Our Lead Developer was most impressed with El Capitan on the MacBook Pro…

At IDR Solutions I spend a lot of time working on our Java PDF Library and PDF to HTML5 Converter and use a MacBook Pro as my main machine. With a new OS update out I thought I would update my 2013 MacBook Pro with the latest version of OS X, I am now running the latest release of OS X.

Here is what you can expect….

1. A large download.

The update is 6 gigabytes in size so you want a fast connection and a ‘quiet’ time of the day.

2. A slick install.

Having suffered from the bug in IOS 9.0 update which hung on update, I was very pleased to see the update ran faultlessly.

3. Initial disappointment.

When you reboot your mac looks subtly different. There is a new font used for display, but otherwise it looks very similar to Mavericks. You need to dig a little deeper to find the new features, like split screen.

4. Is my machine faster?

Definitely feels zippier to me.

5. Reinstalling software.

I found that other than having to reinstall Java6 (to make CyberDuck work), everything worked perfectly with no changes.

6. The updates are all over the software.

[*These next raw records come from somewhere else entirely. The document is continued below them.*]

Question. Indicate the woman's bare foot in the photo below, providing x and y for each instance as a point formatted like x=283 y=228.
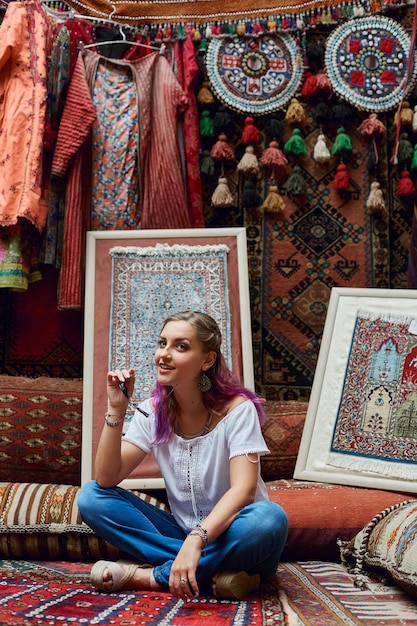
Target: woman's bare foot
x=109 y=576
x=234 y=584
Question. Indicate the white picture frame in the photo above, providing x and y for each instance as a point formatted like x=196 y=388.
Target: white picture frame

The initial impression of the update is that very little has changed. Fire up Safari, Mail, Notes or Calendar and that impression is quickly dispelled with a whole load of features. I especially like the way the applications interact more closely, with Calendar picking up invites sent to Mail.

Overall, the impression is lots of small, incremental changes which make the machine much more usable (and you will not want to go back to Mavericks).

My big question is when will Apple start to introduce machines with touch screens as I now really want to swipe away?

MacBook-ProTouch

When will Apple introduce touch screen MacBooks?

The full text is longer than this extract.